No, it did not. That water was drained, precisely because of concerns that it would melt down and come into contact with water.




Yes, it did come close.

If it wasn't close, as you suggest, then why did a crew of people wade into highly radioactive water -- a probable suicide mission -- to manually operate the valves to drain the water?


I answered this in my comment:

> That water was drained, precisely because of concerns that it would melt down and come into contact with water.

Even if the concrete base under the reactor was breached, the water underneath had been drained. In retrospect this was unnecessary, but it added another layer of precaution.

Furthermore, what makes you think a potential explosion after coming into contact with water would be "massively" worse than the original reactor explosion? In case you aren't aware, the RBMK-1000 was a water cooled reactor. The explosion happened because the temperatures inside became so high that the pressure vessel ruptured. By comparison, the contact with the water beneath the reactor hall would not be trapped in a pressure vessel and wouldn't result generate such pressure.

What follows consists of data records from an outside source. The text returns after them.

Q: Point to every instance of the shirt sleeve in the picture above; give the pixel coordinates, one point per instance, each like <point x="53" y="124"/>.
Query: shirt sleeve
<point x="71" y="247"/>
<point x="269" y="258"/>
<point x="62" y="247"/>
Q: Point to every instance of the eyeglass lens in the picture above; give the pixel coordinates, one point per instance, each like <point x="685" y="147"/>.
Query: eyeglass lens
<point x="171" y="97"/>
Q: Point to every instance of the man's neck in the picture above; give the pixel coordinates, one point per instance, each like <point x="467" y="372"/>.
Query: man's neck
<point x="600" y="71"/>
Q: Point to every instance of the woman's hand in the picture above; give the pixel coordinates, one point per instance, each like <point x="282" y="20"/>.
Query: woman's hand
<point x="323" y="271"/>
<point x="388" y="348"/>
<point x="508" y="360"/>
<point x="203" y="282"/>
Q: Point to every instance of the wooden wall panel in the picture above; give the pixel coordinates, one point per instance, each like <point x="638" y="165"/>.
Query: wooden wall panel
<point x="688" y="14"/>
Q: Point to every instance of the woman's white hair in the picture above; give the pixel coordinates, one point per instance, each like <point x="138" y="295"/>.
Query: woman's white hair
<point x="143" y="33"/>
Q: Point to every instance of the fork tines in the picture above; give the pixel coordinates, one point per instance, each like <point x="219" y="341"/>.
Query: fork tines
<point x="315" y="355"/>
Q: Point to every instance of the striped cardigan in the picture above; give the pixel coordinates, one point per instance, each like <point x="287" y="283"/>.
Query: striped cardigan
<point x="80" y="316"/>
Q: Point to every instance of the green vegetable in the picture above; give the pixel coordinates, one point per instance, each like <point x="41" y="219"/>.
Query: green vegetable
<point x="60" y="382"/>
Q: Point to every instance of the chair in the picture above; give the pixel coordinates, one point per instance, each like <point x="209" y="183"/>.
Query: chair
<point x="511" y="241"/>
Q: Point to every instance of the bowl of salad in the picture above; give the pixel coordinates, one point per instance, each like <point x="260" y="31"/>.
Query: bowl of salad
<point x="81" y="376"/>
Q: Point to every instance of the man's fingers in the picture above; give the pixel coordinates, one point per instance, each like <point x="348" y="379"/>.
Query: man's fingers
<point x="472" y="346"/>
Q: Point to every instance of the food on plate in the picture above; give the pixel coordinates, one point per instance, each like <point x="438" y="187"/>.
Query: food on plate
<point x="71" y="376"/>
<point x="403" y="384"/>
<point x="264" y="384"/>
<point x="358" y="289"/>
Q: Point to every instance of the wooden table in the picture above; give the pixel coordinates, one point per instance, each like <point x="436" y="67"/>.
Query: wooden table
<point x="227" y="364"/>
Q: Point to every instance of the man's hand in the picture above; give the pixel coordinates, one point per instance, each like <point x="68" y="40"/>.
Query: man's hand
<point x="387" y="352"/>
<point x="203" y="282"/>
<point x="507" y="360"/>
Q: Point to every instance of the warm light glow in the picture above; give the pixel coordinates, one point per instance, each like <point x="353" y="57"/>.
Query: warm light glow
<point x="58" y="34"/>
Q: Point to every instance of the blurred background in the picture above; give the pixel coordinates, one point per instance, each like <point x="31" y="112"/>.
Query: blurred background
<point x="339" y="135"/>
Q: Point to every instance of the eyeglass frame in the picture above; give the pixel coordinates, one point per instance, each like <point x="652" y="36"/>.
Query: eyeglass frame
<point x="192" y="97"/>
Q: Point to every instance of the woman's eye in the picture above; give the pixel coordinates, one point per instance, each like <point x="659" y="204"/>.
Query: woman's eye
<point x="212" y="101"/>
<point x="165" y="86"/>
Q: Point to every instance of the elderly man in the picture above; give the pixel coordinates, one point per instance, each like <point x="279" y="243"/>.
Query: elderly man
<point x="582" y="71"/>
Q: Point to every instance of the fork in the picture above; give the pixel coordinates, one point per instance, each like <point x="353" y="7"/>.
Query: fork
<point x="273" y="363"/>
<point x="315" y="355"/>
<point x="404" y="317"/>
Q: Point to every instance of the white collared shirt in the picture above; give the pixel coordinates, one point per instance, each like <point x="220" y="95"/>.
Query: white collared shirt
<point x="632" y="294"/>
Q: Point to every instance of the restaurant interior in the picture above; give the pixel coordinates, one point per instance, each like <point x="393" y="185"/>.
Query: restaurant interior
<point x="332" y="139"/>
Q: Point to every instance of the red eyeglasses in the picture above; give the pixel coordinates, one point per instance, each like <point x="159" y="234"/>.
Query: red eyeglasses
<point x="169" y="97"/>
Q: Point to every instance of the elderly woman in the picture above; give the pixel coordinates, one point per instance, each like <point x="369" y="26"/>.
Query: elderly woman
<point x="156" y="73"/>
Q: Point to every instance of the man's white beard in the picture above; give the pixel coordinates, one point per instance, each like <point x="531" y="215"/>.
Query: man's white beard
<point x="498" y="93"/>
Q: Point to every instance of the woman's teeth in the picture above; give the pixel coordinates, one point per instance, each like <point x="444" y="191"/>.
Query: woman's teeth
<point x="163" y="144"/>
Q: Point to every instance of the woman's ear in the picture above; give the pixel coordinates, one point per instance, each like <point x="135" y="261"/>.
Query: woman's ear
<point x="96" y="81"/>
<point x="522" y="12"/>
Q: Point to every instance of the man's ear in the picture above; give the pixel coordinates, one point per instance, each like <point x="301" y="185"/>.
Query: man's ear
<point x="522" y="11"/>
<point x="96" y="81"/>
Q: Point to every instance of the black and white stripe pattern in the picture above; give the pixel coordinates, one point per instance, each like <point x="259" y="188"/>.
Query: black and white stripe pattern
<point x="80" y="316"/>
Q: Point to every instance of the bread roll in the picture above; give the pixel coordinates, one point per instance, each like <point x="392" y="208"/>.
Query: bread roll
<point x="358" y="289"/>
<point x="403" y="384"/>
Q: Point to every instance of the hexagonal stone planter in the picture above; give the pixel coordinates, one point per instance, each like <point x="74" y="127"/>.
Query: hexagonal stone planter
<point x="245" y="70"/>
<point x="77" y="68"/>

What actually produced the most amount of nuclear contamination was the period of time when the fuel rods were exposed to atmosphere and burned. This put large amounts of contaminants - radioactive smoke, essentially - into the atmopshere.


You are certainly entitled to your own opinion, but others who have researched Chernobyl far more extensively than you or I have concluded differently. I am primarily getting my information from Andrew Leatherbarrow's book "Chernobyl 01:23:40". In that book, he states essentially the same as I have above.

However, it's not just Andrew Leatherbarrow who thinks so. All it takes is a simple Google search and you'll find reputable research papers hosted by the IAEA whose primary conclusion is that the accident could have been much worse. Here's one example: https://inis.iaea.org/search/search.aspx?orig_q=RN:18009127


Popular books have the incentive to garner sales - often through dramatization - not report accurate findings. Furthermore, the paper you linked was talking about wind directions not about whether the molten rods reached the cooling water underneath the reactor room floor.


> Furthermore, the paper you linked was talking about wind directions not about whether the molten rods reached the cooling water underneath the reactor room floor.

I did not say that the IAEA paper was about molten rods hitting the coolant water. There is more than one way that Chernobyl could have been much much worse. According to the paper, different wind and rainfall could have made the disaster 200-400x worse in terms of radiation consequences to humans. To say that is significantly worse would be an understatement.

> Popular books have the incentive to garner sales - often through dramatization - not report accurate findings.

It seems like you've made up your mind and no amount of evidence to the contrary will change it. I don't think I'll bother to continue participating in this line of discussion.


> why did a crew of people wade into highly radioactive water -- a probable suicide mission

This is a common myth (probably recently propagated by the scare-mongering TV series), but that mission was perfectly safe. Three men, equipped with dos meters, waded into the water and opened a valve, that was it. One died of a heart attack at 65 and the other 2 are still alive.

Furthermore, the operation was in the end unnecessary: there was no risk of such an explosion.


I'm getting my information from the book written by Andrew Leatherbarrow "Chernobyl 01:23:40" -- not a TV series. Yes, according to him they are still alive. It was indeed a probable suicide mission because all of them went in there knowing full well there was a significant chance that they would die from it.


So, considering that all three of them lived, was it that they got exceedingly lucky, or was their risk assessment just way off?

I guess the point is that it doesn't matter; if you believe something to be a probable suicide mission, then you don't do it unless you are very afraid that a disaster will otherwise occur.

But then you also have to question if their assessment of the risk of further disaster was also correct. But I guess subsequent studies have confirmed that high level of risk?